Is it possible to create a Set{MyType} that uses a custom hash and isequal functions s.t. it is essentially a set of equivalence classes w.r.t the equivalence relation defined by my hash and isequal? I want to do this without loosing my standard isequal that checks for full equality, and not only equality w.r.t to my equivalence relation.

See below for the desired behaviour:

struct MyType
    coeff::Float64
    indices::Vector{Int}
end

Base.hash(x::MyType, h::UInt) = hash(x.indices, h)
Base.isequal(x::MyType, y::MyType) = (x.coeff == y.coeff) && (x.indices == y.indices)

a = MyType(1., [2, 3])
b = MyType(2., [2, 3])

a == b
# False, this is desired

s = Set([a, b])
# Set{MyType} with 2 elements:
#   MyType(1.0, [2, 3])
#   MyType(2.0, [2, 3])

# But I want this to be
# Set{MyType} with 1 element:
#   MyType(1.0, [2, 3])
#
# or 
#
# Set{MyType} with 1 element:
#   MyType(2.0, [2, 3])

I’m not aware of a set type that does this. However, I think this would be a useful feature. For example, I might have a fast hash function for some custom type V{T} <: AbstractVector{T}, but it is not compatible with the default hash for vectors. This incompatibility does not matter for a Set with element type V{T} (or a Dict with this key type). Hence the custom hash function would speed things up in such a scenario.

I can think of a solution:

struct MyType
    coeff::Float64
    indices::Vector{Int}
end

Base.hash(x::MyType, h::UInt) = hash(x.coeff, hash(x.indices, h))
Base.isequal(x::MyType, y::MyType) = (x.coeff == y.coeff) && (x.indices == y.indices)

a = MyType(1., [2, 3])
b = MyType(2., [2, 3])

# False
@info a == b 
# Set(MyType[MyType(1.0, [2, 3]), MyType(2.0, [2, 3])])
@info Set([a, b]) 

struct MyWrapper
    x::MyType
end

Base.hash(u::MyWrapper, h::UInt) = hash(u.x.indices, h)
Base.isequal(u::MyWrapper, v::MyWrapper) = isequal(u.x.indices, v.x.indices)

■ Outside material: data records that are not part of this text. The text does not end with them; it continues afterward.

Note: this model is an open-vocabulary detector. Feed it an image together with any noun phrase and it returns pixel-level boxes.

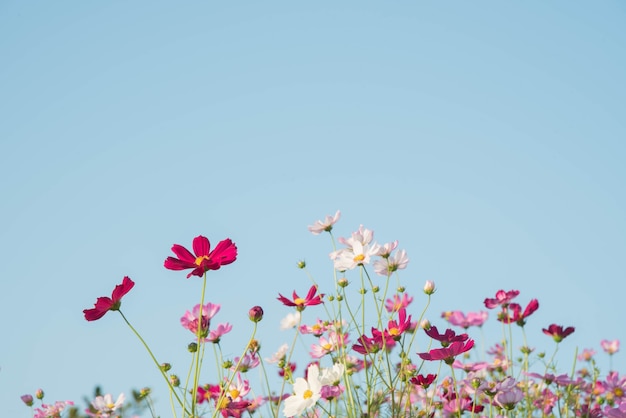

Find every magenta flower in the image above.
[181,302,221,339]
[410,373,437,389]
[83,276,135,321]
[424,326,469,347]
[498,299,539,326]
[208,323,233,343]
[385,308,412,341]
[484,289,520,309]
[164,235,237,278]
[417,339,475,364]
[542,324,575,343]
[278,285,325,311]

# Set(MyWrapper[MyWrapper(MyType(2.0, [2, 3]))])
@info Set([MyWrapper(a), MyWrapper(b)]) 

It’s verbose, I would say. But it’s decently clean: Two MyTypes are equivalent if coeffs and indicess match; two MyWrappers are equivalent if indicess of the underlying MyTypes match.

1 Like

In the end I settled to represent my Set{MyType} as a wrapped Dict{Vector{Int}, Float64}. Some (un)wrapping was required to turn insertion of a MyType into insertion of a Vector{Int} => Float64 into that dict and make iteration yield MyType instead of Pair{Vector{Int}, Float64}, but I hope that the compiler is able to pretty much compile all these (un)wrapping operations away.

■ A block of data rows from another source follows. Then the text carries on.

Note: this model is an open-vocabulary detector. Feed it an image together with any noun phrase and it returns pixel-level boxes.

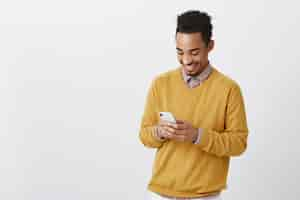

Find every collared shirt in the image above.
[181,64,212,88]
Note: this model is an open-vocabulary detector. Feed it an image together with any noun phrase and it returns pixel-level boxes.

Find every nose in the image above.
[182,54,192,65]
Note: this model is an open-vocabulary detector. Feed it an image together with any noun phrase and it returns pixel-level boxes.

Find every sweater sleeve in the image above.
[139,78,166,148]
[196,83,249,157]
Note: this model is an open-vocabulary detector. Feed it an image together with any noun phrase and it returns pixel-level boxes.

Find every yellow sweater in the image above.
[139,66,249,198]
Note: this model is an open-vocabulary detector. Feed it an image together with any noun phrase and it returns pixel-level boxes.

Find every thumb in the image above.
[175,119,185,124]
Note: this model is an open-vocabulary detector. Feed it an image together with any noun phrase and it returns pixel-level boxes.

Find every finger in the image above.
[158,126,173,138]
[162,126,176,135]
[177,119,191,125]
[160,121,177,129]
[159,120,175,126]
[175,119,185,124]
[167,123,179,129]
[160,128,174,138]
[174,123,186,130]
[173,129,186,135]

Great minds think alike :smiley:

Your solutoin works as well and is similar to my solution above in that additional (un)wrapping would be needed to be able to directly insert MyTypes and have iteration yield MyTypes instead of MyWrapper.

:grinning_face:

Using Dict is way more convenient. You can avoid wrapping/unwrapping too:

function store_mytype!(dict::AbstractDict, x::MyType)
    get!(dict, x.indices) do
        x
    end
end

dict = Dict{Vector{Int}, MyType}()
store_mytype!(dict, a)
store_mytype!(dict, b)

# Or use: store_mytype!.(Ref(dict), [a, b])

# MyType[MyType(1.0, [2, 3])]
@info values(dict)

See:

Sure, but then you have to unwrap the elements again when you want to use methods defined for the original type – if that it possible at all. Maybe the elements are used inside a function defined in some third-party package. It would be nice if everything could be done under the hood.